My home office turns out to be the perfect place for this. The redpolls come to the window feeder and, even better, spend a lot of time in the spruce tree near the window. All I have to do is lower the upper pane and click away for perfect, unobstructed shots, at least for a few seconds, and sometimes for a full minute or more. But suddenly and inevitably I hear the soft whirring of wings and insistent chattering and there goes my photo op.
One particular chickadee—I’m pretty sure the male of the pair that nested in our cherry tree last summer—has flown in. He hovers directly in front of my camera for a moment and then alights on the window, blocking my view of the redpolls. Once he even landed on my camera. I’m of course using my 500mm lens, so can’t get a picture of him except when he darts into the tree to give me a long, hard stare. At that point I can’t help but aim my camera at him, which is counterproductive as far as he’s concerned—he wants food, not a photo op—so in he zooms again. (All the chickadee photos in this blog post are of him when he's doing this. Quite a few of my chickadees make eye contact and allow me to take close up photos, but these were all taken of him during my redpoll photo sessions.)
It's not like he doesn’t have plenty of food right there—that window feeder is invariably stocked with the large peanut halves he loves topped off with dried mealworms. I’ve watched him devour those when I’m sitting at my desk with the window closed. When the feeder is full, whether my window is open or closed, all the other chickadees are just as happy to get their snacks there, but not this one guy.
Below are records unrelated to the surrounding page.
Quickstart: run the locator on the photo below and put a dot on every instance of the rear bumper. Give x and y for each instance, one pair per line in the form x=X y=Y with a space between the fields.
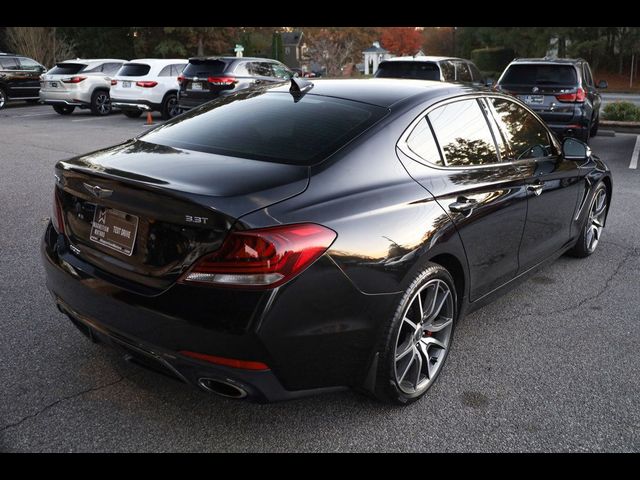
x=315 y=334
x=143 y=105
x=75 y=98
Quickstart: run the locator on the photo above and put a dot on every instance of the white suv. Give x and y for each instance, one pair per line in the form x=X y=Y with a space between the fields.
x=79 y=83
x=148 y=84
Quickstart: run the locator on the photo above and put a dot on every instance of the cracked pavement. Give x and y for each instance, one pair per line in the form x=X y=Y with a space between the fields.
x=551 y=366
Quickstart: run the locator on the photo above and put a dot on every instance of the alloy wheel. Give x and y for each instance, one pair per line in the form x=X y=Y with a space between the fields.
x=595 y=222
x=424 y=337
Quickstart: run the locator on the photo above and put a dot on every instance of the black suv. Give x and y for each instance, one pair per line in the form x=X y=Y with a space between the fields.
x=206 y=78
x=442 y=69
x=561 y=91
x=19 y=78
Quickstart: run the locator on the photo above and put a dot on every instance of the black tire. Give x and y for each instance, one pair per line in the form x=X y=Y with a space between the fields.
x=584 y=245
x=64 y=109
x=132 y=113
x=170 y=106
x=100 y=103
x=595 y=123
x=388 y=388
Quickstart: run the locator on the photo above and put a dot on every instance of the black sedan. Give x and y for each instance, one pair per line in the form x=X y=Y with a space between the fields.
x=304 y=238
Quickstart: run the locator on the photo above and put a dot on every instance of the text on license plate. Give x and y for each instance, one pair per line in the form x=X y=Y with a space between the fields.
x=114 y=229
x=533 y=99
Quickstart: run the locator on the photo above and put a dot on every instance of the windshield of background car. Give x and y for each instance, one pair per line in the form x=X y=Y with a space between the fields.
x=204 y=68
x=414 y=70
x=269 y=126
x=540 y=74
x=67 y=68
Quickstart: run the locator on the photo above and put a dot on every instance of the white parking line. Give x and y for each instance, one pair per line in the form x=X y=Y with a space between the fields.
x=635 y=154
x=88 y=119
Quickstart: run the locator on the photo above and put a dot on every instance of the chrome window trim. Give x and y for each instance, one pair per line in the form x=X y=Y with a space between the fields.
x=403 y=146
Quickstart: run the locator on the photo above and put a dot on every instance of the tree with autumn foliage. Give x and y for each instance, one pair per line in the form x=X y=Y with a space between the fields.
x=401 y=40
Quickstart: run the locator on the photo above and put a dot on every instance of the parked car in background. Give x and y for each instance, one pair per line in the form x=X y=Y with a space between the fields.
x=562 y=91
x=148 y=84
x=206 y=78
x=82 y=83
x=443 y=69
x=19 y=78
x=300 y=238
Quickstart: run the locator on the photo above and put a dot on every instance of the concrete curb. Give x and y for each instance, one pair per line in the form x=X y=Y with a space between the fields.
x=622 y=127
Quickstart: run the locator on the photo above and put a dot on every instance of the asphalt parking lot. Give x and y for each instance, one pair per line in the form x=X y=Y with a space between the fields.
x=552 y=366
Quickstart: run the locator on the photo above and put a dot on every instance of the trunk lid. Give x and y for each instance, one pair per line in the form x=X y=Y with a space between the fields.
x=177 y=204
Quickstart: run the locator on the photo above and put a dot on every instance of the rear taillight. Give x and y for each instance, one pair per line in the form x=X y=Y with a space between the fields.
x=73 y=79
x=56 y=217
x=576 y=97
x=262 y=258
x=146 y=84
x=222 y=80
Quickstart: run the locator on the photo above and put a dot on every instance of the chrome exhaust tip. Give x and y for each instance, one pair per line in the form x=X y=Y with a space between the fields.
x=223 y=388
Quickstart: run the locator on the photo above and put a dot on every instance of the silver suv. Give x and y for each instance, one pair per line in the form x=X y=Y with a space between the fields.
x=79 y=83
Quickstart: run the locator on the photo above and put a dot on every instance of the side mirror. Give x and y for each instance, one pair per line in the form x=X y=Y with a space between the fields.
x=574 y=149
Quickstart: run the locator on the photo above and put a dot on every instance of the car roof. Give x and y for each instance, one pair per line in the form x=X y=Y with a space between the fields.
x=558 y=61
x=422 y=58
x=92 y=60
x=159 y=61
x=218 y=57
x=383 y=92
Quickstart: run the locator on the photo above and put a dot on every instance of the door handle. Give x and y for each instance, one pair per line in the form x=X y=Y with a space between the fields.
x=463 y=205
x=536 y=188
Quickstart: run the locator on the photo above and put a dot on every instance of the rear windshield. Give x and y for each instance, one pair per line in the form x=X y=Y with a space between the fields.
x=67 y=68
x=204 y=68
x=415 y=70
x=269 y=126
x=540 y=75
x=134 y=70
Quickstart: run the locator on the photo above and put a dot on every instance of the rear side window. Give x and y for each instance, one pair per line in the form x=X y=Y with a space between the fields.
x=422 y=143
x=463 y=74
x=204 y=68
x=67 y=68
x=134 y=70
x=269 y=127
x=525 y=134
x=414 y=70
x=463 y=134
x=448 y=71
x=8 y=63
x=540 y=74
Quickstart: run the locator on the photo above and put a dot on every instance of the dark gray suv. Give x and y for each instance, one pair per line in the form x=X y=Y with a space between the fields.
x=562 y=91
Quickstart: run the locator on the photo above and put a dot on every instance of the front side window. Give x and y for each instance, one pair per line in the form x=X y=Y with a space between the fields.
x=463 y=134
x=526 y=135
When he sees me at the open window, visions of wriggly, warm-alive mealworms dance in his head, and he expects me to drop everything to root through my mealworm bucket just for him.
Of course I oblige him. If I’m entirely focused on taking redpoll pictures, giving him mealworms is the only way he’ll fly off long enough for me to take a few more before he returns. But there’s something else at play, too. When this little guy, so adorable, so confiding, looks right into my eyes, he can wrap me around his tiny claw the exact way my adorable, confiding, one-and-a-half-year-old grandson Walter wraps me around his little finger. I’m Walter’s primary childcare provider during the work week. He’s pretty good at entertaining himself right up until the moment I answer an email or take a phone call. That’s when he looks up at me with those adorable dark eyes filled with expectation, wraps his tiny hand around my little finger, and tugs. Of course I oblige him, though he doesn’t want mealworms—he wants Grandma’s full attention.
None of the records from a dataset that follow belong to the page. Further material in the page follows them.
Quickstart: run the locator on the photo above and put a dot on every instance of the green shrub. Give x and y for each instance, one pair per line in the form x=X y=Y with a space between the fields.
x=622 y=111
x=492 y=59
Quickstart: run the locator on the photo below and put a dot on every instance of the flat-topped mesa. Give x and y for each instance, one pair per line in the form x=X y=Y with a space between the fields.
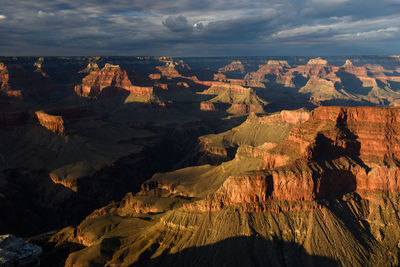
x=370 y=133
x=4 y=77
x=317 y=61
x=110 y=76
x=348 y=63
x=344 y=149
x=360 y=72
x=171 y=70
x=51 y=122
x=207 y=106
x=234 y=66
x=282 y=63
x=219 y=77
x=273 y=71
x=92 y=66
x=288 y=116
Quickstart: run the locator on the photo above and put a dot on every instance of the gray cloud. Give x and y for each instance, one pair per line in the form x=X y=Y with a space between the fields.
x=177 y=24
x=192 y=27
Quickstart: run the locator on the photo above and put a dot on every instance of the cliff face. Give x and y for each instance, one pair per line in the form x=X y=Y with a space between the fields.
x=4 y=77
x=110 y=76
x=51 y=122
x=242 y=99
x=234 y=66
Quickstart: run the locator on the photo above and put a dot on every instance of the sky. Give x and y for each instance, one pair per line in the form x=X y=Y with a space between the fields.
x=199 y=27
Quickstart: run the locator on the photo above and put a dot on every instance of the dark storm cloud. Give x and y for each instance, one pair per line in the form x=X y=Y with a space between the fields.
x=210 y=27
x=177 y=24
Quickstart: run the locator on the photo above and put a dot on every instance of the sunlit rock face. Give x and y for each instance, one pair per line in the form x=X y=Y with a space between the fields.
x=110 y=76
x=53 y=123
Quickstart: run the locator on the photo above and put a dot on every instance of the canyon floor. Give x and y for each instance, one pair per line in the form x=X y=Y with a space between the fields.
x=247 y=161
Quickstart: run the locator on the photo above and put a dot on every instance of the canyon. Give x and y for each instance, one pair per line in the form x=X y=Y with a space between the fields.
x=246 y=161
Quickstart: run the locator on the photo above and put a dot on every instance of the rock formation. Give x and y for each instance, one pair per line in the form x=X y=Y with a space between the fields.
x=16 y=252
x=51 y=122
x=110 y=76
x=207 y=106
x=273 y=71
x=242 y=99
x=90 y=67
x=234 y=66
x=4 y=77
x=38 y=65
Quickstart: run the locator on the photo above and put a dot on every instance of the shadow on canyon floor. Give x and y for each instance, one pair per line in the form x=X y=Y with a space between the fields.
x=239 y=251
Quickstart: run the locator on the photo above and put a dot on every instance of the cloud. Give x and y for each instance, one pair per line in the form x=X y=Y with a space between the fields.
x=190 y=28
x=177 y=24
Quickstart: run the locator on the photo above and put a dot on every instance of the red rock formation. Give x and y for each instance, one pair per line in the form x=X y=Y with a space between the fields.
x=234 y=66
x=109 y=76
x=239 y=108
x=4 y=77
x=90 y=67
x=338 y=150
x=162 y=86
x=207 y=106
x=128 y=206
x=315 y=68
x=275 y=69
x=155 y=76
x=38 y=65
x=71 y=112
x=360 y=72
x=219 y=77
x=51 y=122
We humans see chickadees through the eyes of a species that produces helpless young that remain dependent for years, so what our eyes recognize as cute or adorable often elicits both smiles and an impulse to nurture. Compared to adults, human babies are tiny with relatively large eyes, plump bodies, and oversized heads—features that help define cuteness to our eyes. Small wonder chickadees are so universally considered cute and endearing. Of course, a chickadee's oversized head didn’t evolve to appeal to us—their head size is evidence of learning capacity. Chickadees readily figure out how to manipulate things in their environment including, in this case, a little old lady in her home office, to get what they want. Even at their most annoying, their adorableness wins out, and so I can’t help but smile and indulge the winsome little creature at hand, whether it's Walter or one particular chickadee.
I don’t usually give my chickadees names, but this guy who knows just what buttons to push to bend me to his will turns out to have an obvious one. I’m calling him Little Walter.